= Tsuriel Raphael =

Israeli diplomat

Tsuriel Raphael (צוריאל רפאל; born in 1952 in the United States) is an Israeli diplomat. He was recalled from the post of ambassador to El Salvador and non-resident ambassador to Belize following an incident in early 2007. It was his first ambassadorial posting as a career Israeli foreign service officer.

==Early life and education==
Raphael was born in Los Angeles, California in 1952 and moved to Israel with his parents and brother in 1971. He studied at Tel Aviv University and in 1976 he received his B.A. in political science. Afterwards he served in the Israel Defense Forces.

==Career==

In November 1981, Raphael started working at the Israel Ministry of Foreign Affairs in Jerusalem.

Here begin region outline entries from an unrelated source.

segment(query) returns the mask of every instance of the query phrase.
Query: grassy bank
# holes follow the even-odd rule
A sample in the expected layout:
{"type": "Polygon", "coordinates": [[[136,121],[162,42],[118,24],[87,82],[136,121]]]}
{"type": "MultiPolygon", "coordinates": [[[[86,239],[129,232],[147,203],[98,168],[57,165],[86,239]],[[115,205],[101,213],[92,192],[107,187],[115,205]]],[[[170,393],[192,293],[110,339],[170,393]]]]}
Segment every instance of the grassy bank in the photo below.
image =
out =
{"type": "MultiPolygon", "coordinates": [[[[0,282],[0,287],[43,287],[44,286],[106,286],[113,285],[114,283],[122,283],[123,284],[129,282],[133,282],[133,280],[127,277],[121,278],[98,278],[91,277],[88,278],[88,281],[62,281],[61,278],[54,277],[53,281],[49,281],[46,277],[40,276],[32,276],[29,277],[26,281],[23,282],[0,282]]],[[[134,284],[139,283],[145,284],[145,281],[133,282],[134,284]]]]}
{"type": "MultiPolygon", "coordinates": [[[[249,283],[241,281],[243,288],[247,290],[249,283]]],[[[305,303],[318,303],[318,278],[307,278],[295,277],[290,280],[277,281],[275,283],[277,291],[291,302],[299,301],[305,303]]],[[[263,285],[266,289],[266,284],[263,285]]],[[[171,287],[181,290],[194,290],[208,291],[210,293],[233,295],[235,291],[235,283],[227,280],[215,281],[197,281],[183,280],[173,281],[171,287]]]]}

Two years later, in 1983, he was part of the Israeli delegation to the 38th session of the General Assembly at the United Nations; afterwards, he was posted to the Embassy of Israel in Washington, D.C. In July 1990, Raphael was named to serve as Consul for Public Affairs for Israel's Consulate General to the Southwestern United States, based in Los Angeles, and later served as Deputy Consul General in the mid 1990s at Israel's Consulate General in New York City.

From 1998 to 2002 Raphael served as Deputy Chief of Mission at the Embassy of Israel in Madrid. He returned to Jerusalem in 2002, working as the director of the Israel Information Center, a department of the Foreign Ministry. His main responsibility included the preparation, editing and distribution of informational policy papers.

== 2007 incident ==
In 2006 Raphael was appointed ambassador to El Salvador and non resident ambassador to Belize. On 12 March 2007, it was announced that Raphael would be recalled after being found outside the embassy in San Salvador, drunk, hands tied, and mostly naked wearing only bondage gear. Police were able to determine his identity after removing a rubber ball gag from his mouth. Israel recalled him for "behavior that is unbecoming of a diplomat."